This is not something you will be able to solve without programming skills. You will need to write a little program in a language of your choice that can parse XML documents. Download the area of interest as XML file. You will notice that it consists of three sections - one with all the nodes, one with all the ways, and one with all the relations.
Build your program so that it first reads the nodes, storing the latitude and longitude for each node found.
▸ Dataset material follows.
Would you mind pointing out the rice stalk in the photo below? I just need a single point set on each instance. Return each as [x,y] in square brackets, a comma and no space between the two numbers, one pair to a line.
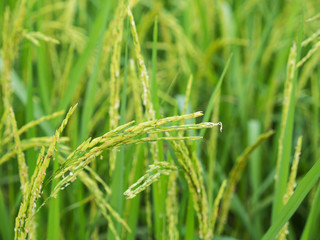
[291,185]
Then, when your program arrives at the ways section, let it check whether the way is indeed a road (could also be a building or a power line or something), and when it is, have your program output the way's nodes together with the (previously recorded) node id.
A very simple Perl program that does this might look like so:
this
#!/usr/bin/perl
while(<>) {
if (/<node id="(\d+)" .*lat="([^"]+)" .*lon="([^"]+)"/) {
$loc{$1}="$2,$3";
} elsif(/<tag k="(.*)" v="(.*)"/) {
$hwy = $2 if ($1 eq "highway");
$nam = $2 if ($1 eq "name");
} elsif(/<nd ref="(\d+)"/) {
push(@nodes,$1);
} elsif(/<\/way/) {
if (defined($hwy)) {
printf "%d,\"%s\",%s\n", $_, $nam, $loc{$_} foreach(@nodes);
}
undef $hwy, $nam, @nodes;
}
}}
Of course there's many ways in which this can be made more resilient and faster if you need to process large amounts of data.